Pengajian-Pengajian yang Berlebihan

Rektor UIN Sunan Kalijaga Yogyakarta, Prof Al Makin/RMOL
Rektor UIN Sunan Kalijaga Yogyakarta, Prof Al Makin/RMOL

SEJAK awal berdirinya negara dan bangsa ini agama selalu ditempatkan pada yang seharusnya. Negara agama bukan tujuan para pendiri bangsa. Agama dan negara harus mendapatkan porsi yang tepat. Dimana agama dan dimana negara harus jelas tempat, konteks, dan penggunaannya. Politik dengan menggunakan atas nama agama sudah dibuktikan berkali-kali bisa mengelabuhi, baik dalam sejarah manusia atau pengalaman bangsa kita.

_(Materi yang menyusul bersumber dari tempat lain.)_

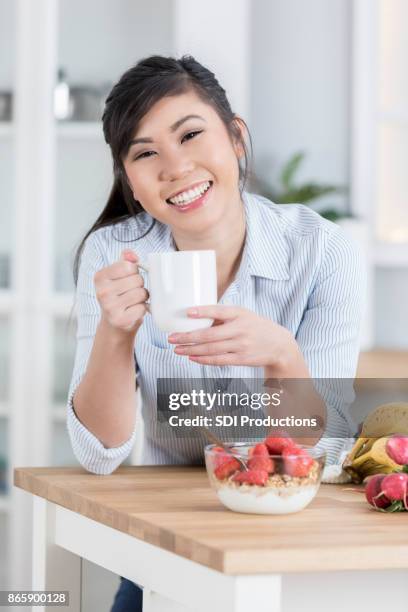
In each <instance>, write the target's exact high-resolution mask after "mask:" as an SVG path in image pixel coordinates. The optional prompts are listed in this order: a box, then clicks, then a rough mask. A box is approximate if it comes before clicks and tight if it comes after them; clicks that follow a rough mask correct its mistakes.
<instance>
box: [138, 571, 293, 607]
mask: <svg viewBox="0 0 408 612" xmlns="http://www.w3.org/2000/svg"><path fill="white" fill-rule="evenodd" d="M225 578H226V580H225V591H224V593H223V594H222V595H221V593H220V599H222V601H220V603H219V606H218V605H217V603H216V600H217V595H216V594H214V599H215V602H214V604H213V605H212V607H211V612H248V611H252V610H256V612H281V582H282V581H281V577H280V576H278V575H273V576H236V577H234V578H233V577H231V576H226V577H225ZM201 588H205V584H203V585H201ZM226 601H228V603H226ZM199 609H200V610H201V609H202V608H201V607H200V586H199V585H197V603H196V607H195V608H194V610H199ZM143 612H193V609H192V608H187V607H186V606H183V605H182V604H179V603H177V602H175V601H172V600H170V599H167V598H166V597H163V596H162V595H160V594H159V593H155V592H154V591H150V590H149V589H146V588H145V589H144V590H143Z"/></svg>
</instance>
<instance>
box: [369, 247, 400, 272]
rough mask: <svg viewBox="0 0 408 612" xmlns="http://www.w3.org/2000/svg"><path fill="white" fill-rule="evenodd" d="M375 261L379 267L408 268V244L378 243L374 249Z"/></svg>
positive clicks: (387, 267) (374, 261)
mask: <svg viewBox="0 0 408 612" xmlns="http://www.w3.org/2000/svg"><path fill="white" fill-rule="evenodd" d="M373 260H374V264H375V265H376V266H377V267H383V268H405V267H408V244H392V243H388V244H387V243H385V242H378V243H377V244H376V245H375V246H374V248H373Z"/></svg>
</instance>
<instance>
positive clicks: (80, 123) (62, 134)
mask: <svg viewBox="0 0 408 612" xmlns="http://www.w3.org/2000/svg"><path fill="white" fill-rule="evenodd" d="M12 134H13V123H12V122H11V121H0V138H8V137H9V136H11V135H12ZM57 135H58V136H61V137H62V138H75V139H76V138H92V139H97V140H101V141H103V131H102V123H101V122H98V121H67V122H65V123H57Z"/></svg>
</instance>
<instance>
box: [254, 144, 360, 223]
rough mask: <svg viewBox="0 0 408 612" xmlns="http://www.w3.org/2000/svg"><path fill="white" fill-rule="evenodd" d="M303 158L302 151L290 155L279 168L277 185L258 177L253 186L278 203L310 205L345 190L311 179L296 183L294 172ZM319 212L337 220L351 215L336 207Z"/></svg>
mask: <svg viewBox="0 0 408 612" xmlns="http://www.w3.org/2000/svg"><path fill="white" fill-rule="evenodd" d="M304 158H305V153H304V152H303V151H298V152H297V153H295V154H294V155H292V157H291V158H290V159H289V160H288V161H287V162H286V164H285V165H284V166H283V168H282V170H281V173H280V175H279V180H278V185H277V187H272V186H270V185H268V184H266V183H264V182H263V181H261V180H259V179H257V180H256V181H255V187H256V188H257V189H258V191H259V192H260V193H261V195H263V196H265V197H266V198H268V199H269V200H272V201H273V202H277V203H279V204H292V203H301V204H307V205H310V204H311V203H312V202H313V203H314V202H315V200H317V199H318V198H321V197H323V196H326V195H329V194H334V193H345V192H346V191H347V189H346V188H345V187H338V186H335V185H325V184H322V183H315V182H313V181H310V182H306V183H303V184H297V183H296V181H295V178H296V174H297V172H298V170H299V167H300V165H301V163H302V162H303V160H304ZM319 214H321V215H322V217H325V218H326V219H329V221H338V220H339V219H344V218H345V217H351V216H352V215H351V214H350V213H348V212H345V211H342V210H338V209H336V208H324V209H323V210H319Z"/></svg>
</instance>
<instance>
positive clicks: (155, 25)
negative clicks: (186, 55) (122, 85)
mask: <svg viewBox="0 0 408 612" xmlns="http://www.w3.org/2000/svg"><path fill="white" fill-rule="evenodd" d="M172 8H173V3H172V1H171V0H149V1H148V2H145V1H140V0H85V1H84V0H60V13H59V23H60V38H59V62H60V66H63V67H64V68H66V70H67V73H68V78H70V79H72V81H74V82H75V83H76V84H77V83H85V84H99V83H100V82H101V81H102V82H103V81H106V80H111V81H112V82H113V81H116V80H117V79H118V78H119V77H120V75H121V73H122V72H123V71H124V70H126V69H127V68H129V67H130V66H131V65H132V64H135V63H136V62H137V61H138V60H139V59H141V57H144V56H145V55H151V54H153V53H169V52H170V51H171V42H172V39H171V21H172ZM90 24H92V25H91V26H90Z"/></svg>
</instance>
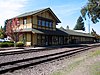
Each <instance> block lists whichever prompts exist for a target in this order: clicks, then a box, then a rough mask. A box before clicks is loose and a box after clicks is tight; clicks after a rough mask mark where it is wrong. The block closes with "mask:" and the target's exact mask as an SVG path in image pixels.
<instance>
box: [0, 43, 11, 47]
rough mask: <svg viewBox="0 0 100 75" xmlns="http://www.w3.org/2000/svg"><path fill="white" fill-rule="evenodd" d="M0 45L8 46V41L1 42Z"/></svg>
mask: <svg viewBox="0 0 100 75" xmlns="http://www.w3.org/2000/svg"><path fill="white" fill-rule="evenodd" d="M0 47H9V46H8V43H5V42H2V43H1V44H0Z"/></svg>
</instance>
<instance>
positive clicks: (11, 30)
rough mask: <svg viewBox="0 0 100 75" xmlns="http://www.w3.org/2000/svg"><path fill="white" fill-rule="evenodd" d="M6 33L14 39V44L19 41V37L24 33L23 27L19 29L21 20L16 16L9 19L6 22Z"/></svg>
mask: <svg viewBox="0 0 100 75" xmlns="http://www.w3.org/2000/svg"><path fill="white" fill-rule="evenodd" d="M5 26H6V34H7V36H9V37H10V38H11V39H12V40H13V41H14V46H16V42H18V39H19V37H20V36H21V35H22V33H21V31H22V29H19V26H20V24H19V20H18V19H17V18H14V19H12V20H7V22H6V25H5Z"/></svg>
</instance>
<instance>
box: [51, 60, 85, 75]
mask: <svg viewBox="0 0 100 75" xmlns="http://www.w3.org/2000/svg"><path fill="white" fill-rule="evenodd" d="M82 61H83V59H82V60H78V61H76V62H74V63H72V64H70V65H68V66H67V67H66V68H64V69H63V70H60V71H55V72H53V73H52V74H51V75H66V74H69V73H70V72H71V71H73V70H74V69H75V68H76V67H77V66H78V65H79V64H80V63H81V62H82Z"/></svg>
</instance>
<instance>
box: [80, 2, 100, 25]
mask: <svg viewBox="0 0 100 75" xmlns="http://www.w3.org/2000/svg"><path fill="white" fill-rule="evenodd" d="M81 14H82V17H83V18H84V19H85V20H86V15H88V17H89V18H90V19H91V21H92V22H93V23H97V22H99V19H100V0H88V3H87V5H86V6H84V7H83V8H82V9H81Z"/></svg>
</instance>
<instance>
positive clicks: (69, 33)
mask: <svg viewBox="0 0 100 75" xmlns="http://www.w3.org/2000/svg"><path fill="white" fill-rule="evenodd" d="M60 30H62V31H64V32H66V33H67V34H68V35H74V36H83V37H94V36H92V35H91V34H88V33H82V32H77V31H74V30H70V29H60Z"/></svg>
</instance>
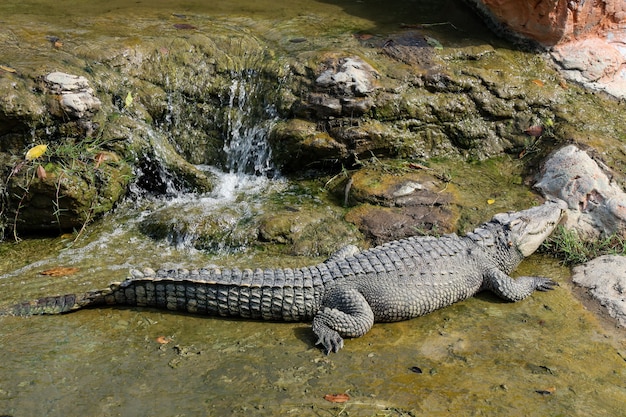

Agama itu luas, semua agama. Di satu sisi, moral agama, pesan semua agama, karakter umat beragama, dan intisari dari agama-agama adalah gizi bagi kita rakyat dan pemimpin. Ini semua jelas. Namun penggunaan sentimen keagamaan akan merusak pola pikir, tata politik, dan cara bernegara dan bermasyarakat. Sentimen agama sangat rawan disalahgunakan.

Sukarno mengatakan soal agama, dengan pesan supaya kita mengambil apinya, jangan abunya. Inti dan ruh agama itu apa? Hal-hal yang mudah disalahgunakan itu apa? Api beragama yang menjadi topik beberapa kali tulisan Sukarno sebelum negara ini diproklamirkan layak direnungkan dalam praktek beragama saat ini.

Ada perbedaan yang mendasar antara praktik beragama dan ajaran agama itu sendiri. Kita umat beragama itu menjalankan pesan agama, ini bisa menjadi bahan kritik. Agama itu sendiri adalah pesan yang bisa ditafsirkan.

Era Reformasi ini memberi kebebasan bagi ekspresi dan pendapat. Namun, kadangkala lupa bahwa identitas agama, atas nama kelompok agama, dan sentimen agama bisa dengan mudah mengaburkan pesan. Atau justru sebaliknya, atas nama agama bisa digunakan dengan mudah untuk menarik simpati dan menaikkan popularitas.

Seorang ketua umum partai yang berani, pernah mengatakan tidak khawatir akan kehilangan suara umat beragama dalam Pemilu. Ini pernyataan yang berani, namun disambut dengan sinis dan dengan mudah dikaburkan. Salah satu reaksinya adalah dengan merapatkan barisan atas nama agama. Misalnya, “rapatkan shaf”.

Dengan menyebut agama, pesan mudah diputar dan diserang atas nama agama. Agama menjadi isu yang sangat sensitif. Entah kali yang ke berapa agama tetap menjadi alasan kita membenci, memojokkan, dan menghakimi orang lain di publik.

Jika kita berfikir positif, pesan itu juga kritik sehat terhadap penggunaan agama pada Pemilu 2024 nanti. Sampai hari ini, sentimen keagamaan masih bisa digunakan dengan mudah dan murah. Emosi kelompok kegamaan masih bisa dibawa ke ranah kampanye.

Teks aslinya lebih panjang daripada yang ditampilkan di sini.